(May 19, 2014 at 6:32 pm)BlackSwordsman Wrote: I have always been pro-life. My understanding is that no matter what the circumstances surrounding the pregnancy, bad or good, rape or not. That child that innocent baby had nothing to do with it.This is true however you're falsely equating a clump of cells or an unfeeling, unthinking foetus with a baby. This is easy to do and can take some self-discipline to overcome (most of us are programmed to protect young, after all) but it's necessary in order to make sure you give the matter balanced consideration. The fact is that a foetus can't be considered a baby until it reaches viability (~24 weeks). If you want to argue regarding 'the potential' of the foetus to be a baby, you face the challenge that MFM made about having to consider sperm & eggs in the same light.
Quote:They are without blame, why place the blame of a rapist on a baby, wasn't that childs fault.Once again with the continued false equivocation (foetus/baby) but I've covered that already. So on to the false transferrence of responsibility (the baby is being blamed for the rape). An abortion is not the mother 'blaming' the foetus in any respectable use of the term 'blame'. What happens instead is a series of complex psychological traumas (analogous to PTSD) which disconnects the woman from normal maternal instinct. In order to prevent further suffering and protect the mental well-being of the woman, it's often better to abort. In a large proportion of raped women who successfully give birth, the child (an actual baby/child/life) suffers neglect or abuse resulting from the maternal disconnect. By arguing in favour of forcing raped women to give birth, you're actually arguing in favour of increased child abuse.
Quote:Why should it suffer?As MFM said, there's no such thing as a foetus sufferring before ~18 weeks as there hasn't yet been enough development.

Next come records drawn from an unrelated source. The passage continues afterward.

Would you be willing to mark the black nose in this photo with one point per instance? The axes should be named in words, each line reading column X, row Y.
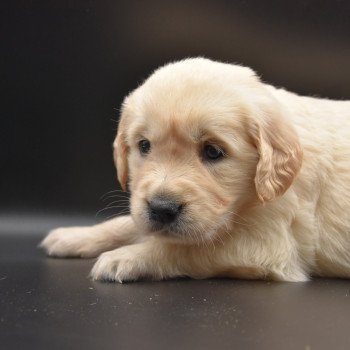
column 163, row 209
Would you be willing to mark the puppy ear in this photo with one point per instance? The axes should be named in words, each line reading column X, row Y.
column 121, row 150
column 280, row 157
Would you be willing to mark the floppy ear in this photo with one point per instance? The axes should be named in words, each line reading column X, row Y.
column 280, row 157
column 120, row 151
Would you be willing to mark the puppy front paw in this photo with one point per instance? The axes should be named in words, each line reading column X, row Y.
column 123, row 265
column 71, row 242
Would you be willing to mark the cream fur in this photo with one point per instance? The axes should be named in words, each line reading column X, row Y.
column 277, row 206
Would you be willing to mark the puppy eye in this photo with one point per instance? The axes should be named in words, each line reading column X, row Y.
column 211, row 152
column 144, row 146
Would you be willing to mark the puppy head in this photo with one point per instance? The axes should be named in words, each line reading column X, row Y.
column 198, row 141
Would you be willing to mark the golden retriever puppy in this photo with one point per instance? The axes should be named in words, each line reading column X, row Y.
column 228, row 177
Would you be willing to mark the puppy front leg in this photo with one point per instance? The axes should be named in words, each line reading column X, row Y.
column 89, row 242
column 154, row 259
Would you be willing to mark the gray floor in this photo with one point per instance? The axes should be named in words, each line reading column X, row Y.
column 50, row 303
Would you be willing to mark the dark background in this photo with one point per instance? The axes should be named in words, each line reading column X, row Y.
column 66, row 66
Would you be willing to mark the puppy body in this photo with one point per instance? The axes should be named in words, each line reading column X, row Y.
column 275, row 206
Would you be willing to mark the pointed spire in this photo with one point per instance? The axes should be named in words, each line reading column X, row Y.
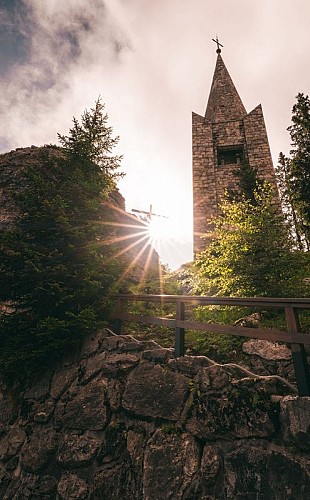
column 224, row 103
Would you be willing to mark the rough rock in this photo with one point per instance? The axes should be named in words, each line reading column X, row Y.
column 252, row 473
column 77, row 451
column 72, row 487
column 40, row 450
column 87, row 410
column 295, row 420
column 267, row 350
column 121, row 424
column 171, row 461
column 154, row 392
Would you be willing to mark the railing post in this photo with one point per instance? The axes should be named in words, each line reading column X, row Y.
column 298, row 354
column 179, row 332
column 117, row 323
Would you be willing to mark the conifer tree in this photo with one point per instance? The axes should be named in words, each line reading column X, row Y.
column 250, row 253
column 294, row 172
column 52, row 269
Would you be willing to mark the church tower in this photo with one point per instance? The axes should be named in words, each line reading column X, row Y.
column 226, row 136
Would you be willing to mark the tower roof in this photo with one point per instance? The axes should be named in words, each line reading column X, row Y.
column 224, row 103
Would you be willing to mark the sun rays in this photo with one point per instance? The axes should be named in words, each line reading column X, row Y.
column 140, row 240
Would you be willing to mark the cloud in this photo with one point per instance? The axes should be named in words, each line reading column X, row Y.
column 152, row 62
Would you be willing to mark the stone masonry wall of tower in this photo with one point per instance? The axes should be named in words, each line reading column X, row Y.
column 222, row 138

Quote:There is always adoption. Don't want it, give it to someone who cannot have a child, who's spent a fortune on having kids without success.This is true however this view still doesn't take in to account the suffering of the woman/mother.
Quote:As a Buddhist, (moderately monastic) the view is that life begins at conception and all life is valuable.Okay but why should your belief be allowed to result in human suffering?
Quote:My dear kid brother, would not be here had his 12 year old mother aborted him. She had him, gave him up for adoption. In doing so my mother and I have had the pleasure of having him in our lives (my adopted family could not have children)Then it sounds like your mother made the right decision, in this case. However you need to consider what might have happened if circumstances had been different. What if abortion had been the right thing to do? What if your mother or brother would have suffered, unnecessarily as a result of taking the pregnancy to term? Can you think of circumstances in which your mother would have preferred to have an abortion? These questions are necessary in order to empathise with women who are faced with that choice. It's worth remembering that one case where things 'work out for the best' isn't enough to seriously challenge the right to choose.
All in all, I'd prefer a world where abortion is unnecessary, where child welfare is a high priority for governments and societies, where rape is unheard of, where prospective parents aren't forced to choose between 'financial realities' and having a child. However that's not this world. It's an ideal worth fighting for but it doesn't divorce you from the necessary considerations of our current society.